[lammps-users] airebo, hits with wall, fix deposit

Hi all,

I have collected a few questions:

  1. I have found that the airebo potential is only working with atom_style atomic, while other styles esp. bond gives wrong or no results. Maybe you could specify this in the manual more precise or change it in the code.

  2. I want to calculate the hits of atoms with a wall (e.g a CNT): Is there a fast and simple way to do this with lammps? I thought about compute coord/atom or postprocessing atom coordinates.

  3. I would like to add molecules (e.g. methane, however not as a united atom) occasionally to my simulation space. Would it be possible to change the fix deposit command for doing this, or is there any other way?

Thanks for your help

Thomas

I have collected a few questions:

1) I have found that the airebo potential is only working with
atom_style atomic, while other styles esp. bond gives wrong or no results.
Maybe you could specify this in the manual more precise or change it in the
code.

I just ran one of my AIREBO test cases with atom-style atomic and
atom_style bond and they gave identical answers. I had to change
the data file to include the molecule ID that bond expects.

2) I want to calculate the hits of atoms with a wall (e.g a CNT): Is
there a fast and simple way to do this with lammps? I thought about compute
coord/atom or postprocessing atom coordinates.

What defines a "hit"? What defines the "wall". If you can specify
that you could write a fix that monitors and detects hits.

3) I would like to add molecules (e.g. methane, however not as a
united atom) occasionally to my simulation space. Would it be possible to
change the fix deposit command for doing this, or is there any other way?

Anything is possible. Adding an entire molecule is hard for several reasons.
You need to find space for it, you need to create all it's topology
etc. Fix deposit
could be enhanced to do something like that, but it would be non-trivial.

Dear Steve,

Here I give you my two input files for an example for diverging results.
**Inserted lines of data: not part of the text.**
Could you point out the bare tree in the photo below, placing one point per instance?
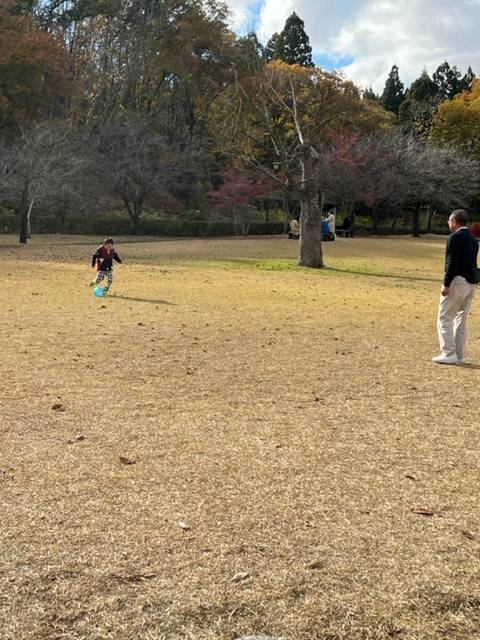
(292, 108)
(136, 162)
(394, 170)
(34, 168)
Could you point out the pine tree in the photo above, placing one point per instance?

I create the input files with Topotools from vmd and they consist of a bunch of methanes.

About definition of hit and wall:
I would define a hit of an atom with the wall, using compute coord/atom. By setting a cutoff value to appr. 0.5nm, a hit of a single atom could be specified for coordination numbers originating from near "wall" atoms of greater than 1.

Best Regards

Thomas

1) I have found that the airebo potential is only working with
atom_style atomic, while other styles esp. bond gives wrong or no results.
Maybe you could specify this in the manual more precise or change it in the
code.

I just ran one of my AIREBO test cases with atom-style atomic and
atom_style bond and they gave identical answers. I had to change
the data file to include the molecule ID that bond expects.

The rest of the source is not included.